I’ve also come to appreciate Slack’s webhook feature, which makes it a cinch to post data to a channel. Among other things, I’ve got a script that uses rtl_433 to monitor my wireless grill thermometer and send temperature updates so I can keep an eye on things when I have to be elsewhere.

In any event, this is what I came up with after liberally borrowing from similar things I found online:

#!/bin/bash

URL="https://www.usccb.org/prayer-and-worship/liturgy-of-the-hours/liturgy-of-the-hours-second-edition"

mv new.html old.html 2> /dev/null
lynx --dump -nolist $URL > new.html
DIFF_OUTPUT="$(diff --changed-group-format='-%<+%>' --unchanged-group-format='' new.html old.html)"
if [ "0" -ne "${#DIFF_OUTPUT}" ]; then

    message="LOTH Website has been updated: https://www.usccb.org/prayer-and-worship/liturgy-of-the-hours/liturgy-of-the-hours-second-edition^M"$DIFF_OUTPUT

    curl -X POST -H 'Content-type: application/json' \
            --data "$(jq -n --arg var "$message" '.text = $var')" \
            https://hooks.slack.com/services/getyourownwebhookapi/urlinfoandputithere
fi

Why lynx? For a page that doesn’t change very often, the USCCB’s CMS uses enough javascript that changes and I was getting false alarms. Lynx will dump out the content and leave all the cruft behind. The ‘nolist’ option suppresses the URL list which is normally appended to the output.

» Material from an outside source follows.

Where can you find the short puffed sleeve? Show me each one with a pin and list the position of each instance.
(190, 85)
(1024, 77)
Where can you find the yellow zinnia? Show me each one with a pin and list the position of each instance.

I wanted to see the actual changes in the message, so I found a concise bit of formatting for diff’s output

Another tip of the hat to ‘jq’ which, once again, makes dealing with JSON a snap. This runs as a daily cron job. Now I’ll be all in the loop whenever something happens. In the spirit of sharing, take this and go nuts if it’s useful to you.